Post a picture of the belt pulley area. I believe there's an arm that has a spring going down. Do you have the spring attached?

I will check my notes what length belt I installed and will post later. The belts they call for are not always the right size plus between manufacturers the written length may not be the actual measured length. I may have put a different length belt on then what was called for.


----------



## HCBPH (Mar 8, 2011)

I don't have one of these but I've got a guess or two. If your belts are stiff, it can contribute to augers not stopping, same if the belt is too tight. There likely is a lever that puts tension on the auger belt, see if there's some brake material on one side of it or some corresponding lever that's supposed to press against the pulley. Many times that's worn down over time. Whether you can get a replacement or not, I don't know. Sometimes brake shops can bond new material on an arm under optimum circumstances.


Sorry, best thoughts for the moment.


----------



## Airhead (Nov 29, 2017)

For now this is the best picture I have I will pull it apart again once I have more time for better photos. The bracket under the engagement pulley is all I have, to me it should contact the auger pulley in some way but needless to say after trying every possible posistion it won't. The return spring for the engagement pulley is actually in the box with the friction wheel all is attached to the engagement pulley is the arm you see photoed then the shaft that connects it goes straight into the box (area under engine). If I can't sort it out right I will make a piece to contact the bottom and bolt it into the holes that bracket attaches to. 
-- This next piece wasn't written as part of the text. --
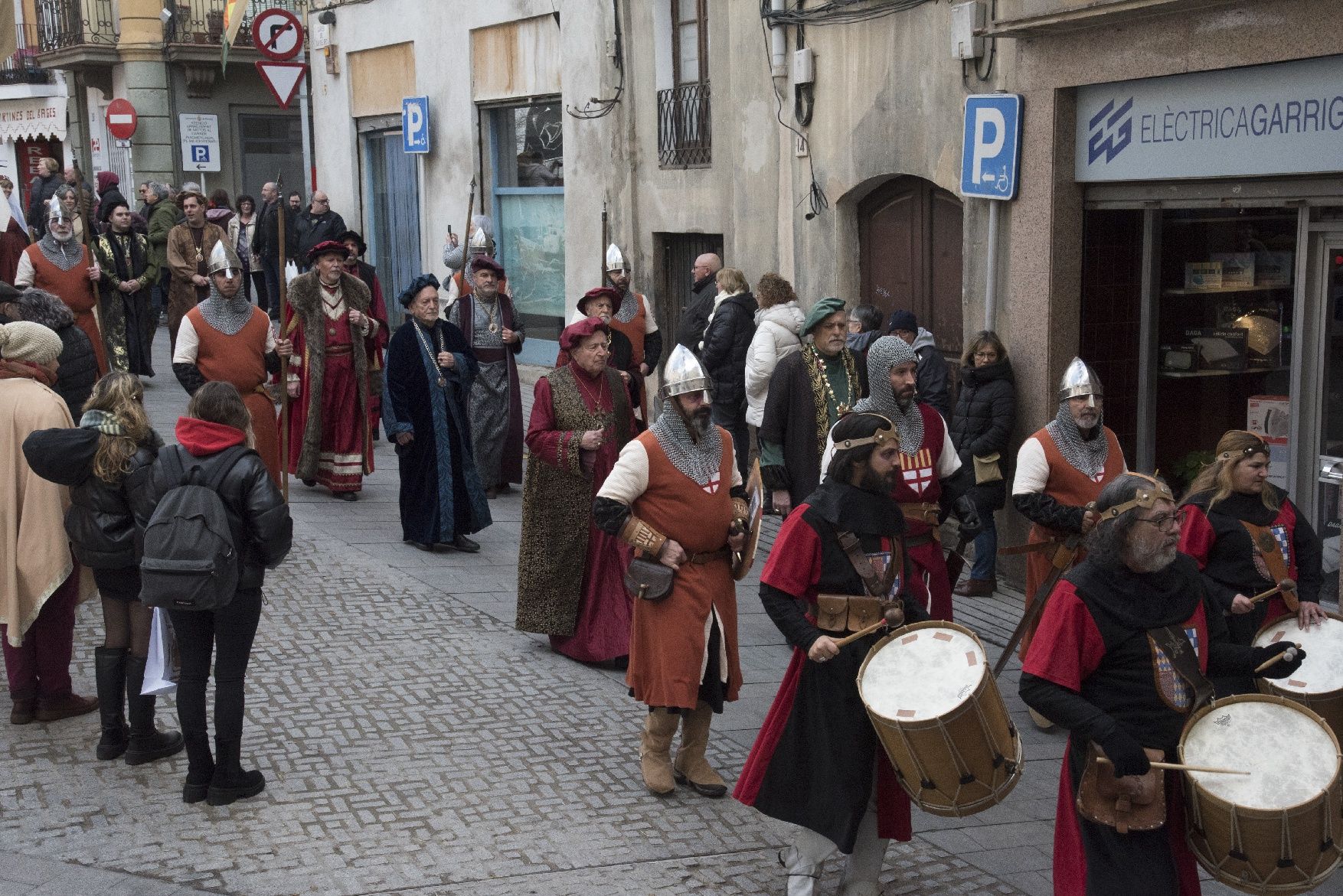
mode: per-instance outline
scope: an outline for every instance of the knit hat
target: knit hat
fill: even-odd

I'll give getting the belt more flexible a try! At this stage it's all worth a shot I'd rather it fixed right for selling and not "jimmy rigged". 

For the record yes that is a 3/8 belt on it. I have and have tried a 1/2" belt, that was just the last belt on it at the time I threw my hands in the air lol.


----------



## vinnycom (Nov 6, 2017)

i think i know what ur missing.
there should be a bracket that goes under engine pulley thats bolted to engine.
that bracket holds two long bolts/guides that go on each side of engine pulley.
mines a canadian craftsman made by noma/murray circa ~1987 c950-52810-8
similar parts to mine is Craftsman 536885010 32" Snowblower
part is always located in the drive parts diagrams as #22, old part number is 95187 alone or with "ma" at end of number. 

too loosen guides, hold end with wrench and turn nut that has locking washer and loosen enough that it will move/wobble away from engine pulley, but dont remove/loosen bolt thats behind the support bracket /backing plate as its a pia to get back on.

parts diagram here https://lawn-garden.needmanual.com/...snow-blower-owners-manual.html?page_number=24 and find the drive parts diagram

you will need the bracket, 2bolts the hold bracket to engine and 2 spacers behind bracket that the 2 bolts go through.
2 belt guide bolts that need 2 nuts each and 1 lockwasher each.
fyi, i didnt put lockwashers behind backing plate for the belt guides bolts as the ends of guide bolt will extend further out and hit engine case. if those loosen up i will use nylon lock nuts


----------



## Sid (Jan 31, 2014)

That's exactly what's needed, great post Vinny. Should be on a sticky. Probably a lot of used, or handme down blowers might have that problem.
Sid


----------



## Airhead (Nov 29, 2017)

No go on the bolts/bracket. I tried a home made version to mount it on but the bolts were so close to the pulley and 1/2" belt that it just started to smoke the belt. I tried it with the 3/8 belt at 30" long and it still just spun it, it was not close enough to those bolts. So I went with plan "F" a home made break. I took that random bracket (still not sure what it did) and conected it to some 1" flat bar I then Bolted it to the the flat bar to the arm and thee you go a break to hold the pulley when the handle was released and release when the handle was pressed. Now for some snow to test this repair more the. Running behind my shop. Pictures attached are without the pulley it would hold back of course.


----------